Below are all the possible configurations of this single state.
Tape Symbol Write Symbol Move Head Next state
0 1 Left 1
0 1 Left Halt
0 1 Right 1
0 1 Right Halt
0 0 Left 1
0 0 Left Halt
0 0 Right 1
0 0 Right Halt
1 1 Left 1
1 1 Left Halt
1 1 Right 1
1 1 Right Halt
1 0 Left 1
1 0 Left Halt
1 0 Right 1
1 0 Right Halt
There are 16 ways the single state can be arranged. In our formulation of the problem, we are considering a machine acting on a blank tape, so all configurations that consider a square with a 1 in it are thrown out immediately, leaving us with 8 possible states. Of these 8, 4 of them write a 0 (or blank) on the tape, so these are thrown out as well, leaving us 4. Of these 4, two of them write a 1, move one square left or right and halt, and two of them write a 1, move one square left or right, and go back into state 1. It is obvious that the latter machines must never halt.

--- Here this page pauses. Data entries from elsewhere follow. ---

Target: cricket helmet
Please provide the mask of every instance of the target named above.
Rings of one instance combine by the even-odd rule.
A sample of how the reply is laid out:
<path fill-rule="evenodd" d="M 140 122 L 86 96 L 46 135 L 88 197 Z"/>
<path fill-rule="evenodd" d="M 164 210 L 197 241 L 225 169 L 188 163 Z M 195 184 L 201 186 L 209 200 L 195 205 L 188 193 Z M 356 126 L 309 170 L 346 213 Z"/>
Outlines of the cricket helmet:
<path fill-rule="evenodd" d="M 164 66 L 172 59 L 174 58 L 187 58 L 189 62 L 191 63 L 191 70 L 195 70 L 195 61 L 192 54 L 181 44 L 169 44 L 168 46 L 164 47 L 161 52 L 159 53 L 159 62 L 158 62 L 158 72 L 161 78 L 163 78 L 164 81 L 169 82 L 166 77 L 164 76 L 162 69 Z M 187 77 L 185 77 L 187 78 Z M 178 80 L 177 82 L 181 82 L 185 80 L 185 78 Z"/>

They go into an infinite loop, wherein they are considering a blank square, write a 1 on that square move left/right, and repeat, forever. It is also obvious that the former machines will only print a single 1 before halting.
So from this exhaustive examination of 1 state machines, we can conclude that B(1) = 1. We can also conclude (indeed, we just showed this in the preceding paragraph) that a single state machine will either execute one instruction or halt, or execute an infinite number of instructions and never halt.
Present knowledge about the value of B(x) looks something like this:
n B(n)
1 1
2 4
4 13
5 >=4098
A curious property of B(x), and part of the reason it is uncomputable, is that f(B(x)) is smaller than B(x+1) for infinitely many x. The function B(x) grows at a truly astronomical rate. In fact, it grows faster than any computable function, and is therefore not one of the set of computable functions.
Put more precisely, for any computable function f, B(x + 1) > f(B(x)) for infinitely many x. For example, if f were x^10,000, then B(x + 1) > x^10,000 for infinitely many x. Since this holds for all computable function, it follows that the output of B(x) is not identical to the output of any particular computable function, and hence B(x) is not itself a computable function.